I think it’s relevant that some folks that have posted here have failed to point out that a significant portion of their heat is from a central furnace so their cord usage is only telling part of the story. 

I live in the northwest of the US. We are not as cold as those east but we stay cool for longer so burn for 9 months each year. 

1700 sf single story house built in 1963, 4.5 cords of Douglas fir or similar density fuel wood for 100% of our heating.


----------



## BigJ273 (Apr 19, 2020)

Right around 2 cords normally. Mostly oak, maple and cherry. This year, prob a cord, MAYBE 1.5. Wife works during the day and I work rotating shifts, and we only burn when someone is here.  Obviously it would be more if we were home more often. I don’t mind letting the oil baseboard heat run a few times a day. Keeps things from freezing and keeps things lubed up, so to speak.


----------



## EODMSgt (Apr 19, 2020)

Highbeam said:


> I think it’s relevant that some folks that have posted here have failed to point out that a significant portion of their heat is from a central furnace so their cord usage is only telling part of the story.



Good point. I have propane for a backup however 95% of my heating is done with firewood.


----------



## BIGChrisNH (Apr 19, 2020)

Worth noting we have oiled as backup but the wood takes care of most of the heat


----------



## Gearhead660 (Apr 19, 2020)

EODMSgt said:


> Good point. I have propane for a backup however 95% of my heating is done with firewood.
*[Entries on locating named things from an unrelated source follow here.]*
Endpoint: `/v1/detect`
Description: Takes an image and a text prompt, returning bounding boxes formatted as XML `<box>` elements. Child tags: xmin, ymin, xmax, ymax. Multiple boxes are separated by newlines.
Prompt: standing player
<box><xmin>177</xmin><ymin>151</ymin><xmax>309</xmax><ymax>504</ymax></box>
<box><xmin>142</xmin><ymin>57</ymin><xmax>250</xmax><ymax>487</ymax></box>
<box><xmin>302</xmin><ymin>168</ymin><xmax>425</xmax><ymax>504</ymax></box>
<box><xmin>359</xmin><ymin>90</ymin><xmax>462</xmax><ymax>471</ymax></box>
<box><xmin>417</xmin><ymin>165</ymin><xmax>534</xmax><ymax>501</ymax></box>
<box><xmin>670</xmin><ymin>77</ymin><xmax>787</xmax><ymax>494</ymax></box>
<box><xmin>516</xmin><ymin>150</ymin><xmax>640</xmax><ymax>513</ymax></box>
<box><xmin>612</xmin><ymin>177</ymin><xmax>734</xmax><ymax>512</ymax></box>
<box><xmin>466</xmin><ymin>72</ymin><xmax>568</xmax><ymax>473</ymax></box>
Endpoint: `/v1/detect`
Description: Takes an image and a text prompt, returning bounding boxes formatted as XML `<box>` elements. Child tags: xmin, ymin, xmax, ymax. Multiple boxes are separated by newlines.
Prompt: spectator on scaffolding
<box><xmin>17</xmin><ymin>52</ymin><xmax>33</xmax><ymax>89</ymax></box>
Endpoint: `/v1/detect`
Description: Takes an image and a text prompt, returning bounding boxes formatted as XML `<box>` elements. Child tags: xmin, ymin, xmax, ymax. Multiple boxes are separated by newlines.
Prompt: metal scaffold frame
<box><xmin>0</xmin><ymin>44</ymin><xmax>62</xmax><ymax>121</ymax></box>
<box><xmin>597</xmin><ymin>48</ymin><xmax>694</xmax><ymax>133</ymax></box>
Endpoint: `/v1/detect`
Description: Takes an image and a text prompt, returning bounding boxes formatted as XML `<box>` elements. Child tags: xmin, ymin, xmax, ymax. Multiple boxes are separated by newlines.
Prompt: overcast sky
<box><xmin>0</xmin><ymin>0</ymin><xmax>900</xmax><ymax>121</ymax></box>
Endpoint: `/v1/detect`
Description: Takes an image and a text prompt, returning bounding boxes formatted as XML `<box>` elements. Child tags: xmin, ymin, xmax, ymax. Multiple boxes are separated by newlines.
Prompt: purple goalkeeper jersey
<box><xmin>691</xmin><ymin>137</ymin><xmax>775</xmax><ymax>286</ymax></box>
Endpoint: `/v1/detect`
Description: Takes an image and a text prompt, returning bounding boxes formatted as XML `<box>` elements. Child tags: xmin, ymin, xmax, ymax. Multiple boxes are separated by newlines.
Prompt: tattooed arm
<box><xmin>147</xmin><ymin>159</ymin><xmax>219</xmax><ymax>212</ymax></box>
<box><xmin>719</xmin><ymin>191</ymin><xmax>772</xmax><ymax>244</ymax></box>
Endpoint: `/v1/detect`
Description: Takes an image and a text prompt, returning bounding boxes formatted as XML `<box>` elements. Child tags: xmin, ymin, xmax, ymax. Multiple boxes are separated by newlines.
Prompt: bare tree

Same for me.  Only use propane if we need to leave for more than a day.


----------



## kvesi122 (Apr 20, 2020)

~4-4.5 cords with oil as backup. 

This year I burnt ash and 2 year seasoned red oak.


----------



## MissMac (Apr 20, 2020)

I burned about 2.5 cords and roughly 500 gal. of propane this winter.  Ran out of seasoned wood, so been on the furnace for about a month and a half now.


----------



## weatherguy (Apr 21, 2020)

I have half a cord I didnt burn, 1/3 pallet of NEILSs and half a pallet of the big bricks from TSC left over. Wife's not happy with the garage space it's taking but I'm happy with the heating costs this past year. Cant make everyone happy .


----------



## Woodsplitter67 (Apr 23, 2020)

I burn 3 to 4 cords of oak and cherry on average.. this year were still burning now so the number is not quite in but about 3 right now.. I never turned the heat on.. all stove ..all the time


----------



## Woodsplitter67 (Apr 23, 2020)

MissMac said:


> I burned about 2.5 cords and roughly 500 gal. of propane this winter.  Ran out of seasoned wood, so been on the furnace for about a month and a half now.


that sucks...


----------



## MissMac (Apr 23, 2020)

Woodsplitter67 said:


> that sucks...


yup, it kinda does, but we will be in a better situation next winter i think.


----------



## Highbeam (Apr 24, 2020)

I’m always surprised how you eastern folks in your old houses and frigid cold temperatures use so very little fuel to heat your homes. Your stoves are at least as big. Your fuel is more dense and cold season shorter I guess must be the reasons.


----------



## WoodBurnerInWI (Apr 24, 2020)

I will also add that we have a natural gas furnace but I enjoy wood heat too much to want to run it, regardless of fuel prices! I strive for over 95% of winter heating to come from the wood stove, and the furnace can kick on only if its abnormally cold or I let the house temp get below 62. But that never happens thanks to my long burn times, it guarantees I'll be around in time to reload the stove if needed.


----------



## NickW (Apr 24, 2020)

Highbeam said:


> I’m always surprised how you eastern folks in your old houses and frigid cold temperatures use so very little fuel to heat your homes. Your stoves are at least as big. Your fuel is more dense and cold season shorter I guess must be the reasons.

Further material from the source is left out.